Ora, era um papagaio e nada mais.
Era um grave
e nobre papagaio, daqueles do tempo dos piratas tradicionais, não fez sequer um
cumprimento, mas com ar sereno e lento, pousou imprudente nos castiçais, a derrubar
as velas no antigo balaio, e a cera derretida nos velhos jornais.
De susto,
fez sorrir a minha amargura, agora completamente às escuras, disse eu,
“papagaio abusado, diga-me qual o teu nome lá das trevas infernais” e
olhando-me de soslaio, disse o papagaio, “Nunca mais”.
De pronto,
entendi: a ave pertencia ao meu vizinho, a quem na vida pouco vi, mas sua fama conhecia
- leitor profundo de poesia - somente ele capaz seria, nas palavras e nos
sinais, ensinar o papagaio a dizer “nunca mais”.
Sentei-me
defronte dele, diante dos castiçais, e, enterrado na cadeira, perguntei-me o
que queria esta ave agoureira, que devia estar dormindo nas palmeiras, das
florestas que não existem mais.
Fez-se
então o ar mais denso, como se fosse ardente incenso, para espantar mosquitos,
e eu gritei: “Malditos! Se tivesse o ar ligado, ou o ventilador acionado, vocês
seriam enxotados às nuvens celestiais!”. E disse o papagaio, “Nunca mais”.
Levantei-me
irado e gritei aos meus umbrais, “Profeta do agouro, de frase única e
persistente, não minta, insolente, a luz retornará de repente, diga louro se a
energia não volta mais”. E ele disse, “Nunca mais”.
“Que esse
grito nos aparte, ave ou diabo!”, eu gritei. “Parte! Regressa à tua noite,
deixa-me o dia, tamanha luz desejada e jamais racionada em meu casto abrigo.

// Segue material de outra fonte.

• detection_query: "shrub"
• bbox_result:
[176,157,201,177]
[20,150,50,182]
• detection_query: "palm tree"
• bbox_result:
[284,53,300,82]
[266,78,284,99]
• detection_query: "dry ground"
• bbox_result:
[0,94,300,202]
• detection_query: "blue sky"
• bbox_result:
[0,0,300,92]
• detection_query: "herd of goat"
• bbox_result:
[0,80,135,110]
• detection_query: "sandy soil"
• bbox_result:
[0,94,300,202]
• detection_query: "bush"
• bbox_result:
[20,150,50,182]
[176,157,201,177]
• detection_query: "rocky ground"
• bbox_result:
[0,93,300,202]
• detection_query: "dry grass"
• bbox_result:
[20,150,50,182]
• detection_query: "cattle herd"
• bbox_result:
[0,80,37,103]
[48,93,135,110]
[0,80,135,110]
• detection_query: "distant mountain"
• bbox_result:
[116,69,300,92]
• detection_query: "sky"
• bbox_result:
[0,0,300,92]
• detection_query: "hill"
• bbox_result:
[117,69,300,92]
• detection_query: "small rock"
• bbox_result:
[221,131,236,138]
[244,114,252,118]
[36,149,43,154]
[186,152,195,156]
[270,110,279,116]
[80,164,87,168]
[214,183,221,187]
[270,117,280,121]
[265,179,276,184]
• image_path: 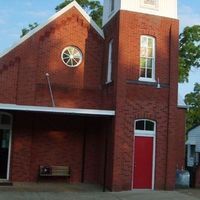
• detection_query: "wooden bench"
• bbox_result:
[39,165,70,177]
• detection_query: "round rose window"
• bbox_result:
[61,46,83,67]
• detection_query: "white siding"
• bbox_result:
[103,0,178,25]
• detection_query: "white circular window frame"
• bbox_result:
[61,45,83,68]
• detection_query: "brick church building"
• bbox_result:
[0,0,185,191]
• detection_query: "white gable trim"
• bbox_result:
[0,103,115,116]
[0,1,104,58]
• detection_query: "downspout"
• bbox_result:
[165,26,172,189]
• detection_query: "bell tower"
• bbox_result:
[103,0,181,191]
[103,0,177,25]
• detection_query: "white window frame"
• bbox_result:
[139,35,156,82]
[106,39,113,84]
[134,119,156,136]
[140,0,159,10]
[132,119,156,190]
[109,0,115,14]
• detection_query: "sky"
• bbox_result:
[0,0,200,97]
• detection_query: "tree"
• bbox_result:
[20,0,103,37]
[179,25,200,82]
[20,22,39,37]
[185,83,200,130]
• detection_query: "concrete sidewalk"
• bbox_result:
[0,184,200,200]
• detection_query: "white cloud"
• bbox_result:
[24,1,33,7]
[179,5,200,31]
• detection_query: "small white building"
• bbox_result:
[186,125,200,167]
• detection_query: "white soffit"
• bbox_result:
[0,1,104,58]
[0,103,115,116]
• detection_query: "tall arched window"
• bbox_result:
[139,35,155,81]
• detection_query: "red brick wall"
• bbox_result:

Leva contigo esta dor, de nem ter um sopro de vento a mais!”
“Parte daqui,
do mundo dos devedores mortais, pobres inocentes, a quem os anjos chamam de
gente, e na terra nem nome temos mais”.
E ele disse, “Nunca mais”.
E o
papagaio, na noite infinda, paira por sobre os castiçais. Seu olhar tem a
medonha dor de um demônio sem memória; e eu, no aguardo d’uma moratória, pedirei
ao cobrador um parcelado, se o CPF não estiver negativado, quem sabe possível mais um consignado.
E pousado para
sempre no busto de Beethoven, aquele que ninguém mais ouve, o papagaio
tosquiado, como as velas apagadas no balaio, percebe que nem sombra tenho mais,
e que a luz não voltará jamais.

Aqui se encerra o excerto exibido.